APELAÇÃO/REEXAME NECESSÁRIO Nº 0018329-96.2014.404.9999/SC
RELATORA
:
Des. Federal VÂNIA HACK DE ALMEIDA
APELANTE
:
INSTITUTO NACIONAL DO SEGURO SOCIAL - INSS
ADVOGADO
:
Procuradoria Regional da PFE-INSS
APELADO
:
CELSO ALVES
ADVOGADO
:
Salesiano Durigon
REMETENTE
:
JUIZO DE DIREITO DA 1A VARA DA COMARCA DE BOM RETIRO/SC
RELATÓRIO
Trata-se de ação ordinária, com pedido de antecipação de tutela, objetivando o restabelecimento de auxílio-doença desde o pedido de prorrogação, em 23/11/2011, com conversão em aposentadoria por invalidez.

O pedido de antecipação de tutela foi indeferido à fl. 41.

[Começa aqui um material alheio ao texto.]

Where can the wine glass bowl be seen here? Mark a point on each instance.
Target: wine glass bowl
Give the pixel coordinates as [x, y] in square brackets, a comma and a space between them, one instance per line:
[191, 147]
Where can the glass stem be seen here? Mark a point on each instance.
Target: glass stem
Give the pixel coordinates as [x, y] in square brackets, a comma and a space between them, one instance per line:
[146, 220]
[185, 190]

A sentença deferiu a antecipação de tutela e julgou parcialmente procedente a ação para condenar o INSS a restabelecer o benefício de auxílio-doença desde a cessação, em 19/04/2012, corrigidas as parcelas vencidas, e com incidência de juros de mora, pelos índices oficiais de remuneração básica das cadernetas de poupança. Ainda, condenou a Autarquia ao pagamento das custas, por metade, e dos honorários advocatícios, fixados em 10% sobre as parcelas vencidas até a prolação da sentença. Diante da sucumbência recíproca, determinou que a parte autora compensasse os honorários do procurador do INSS, fixados em 5% sobre o valor da causa (fls. 129/134).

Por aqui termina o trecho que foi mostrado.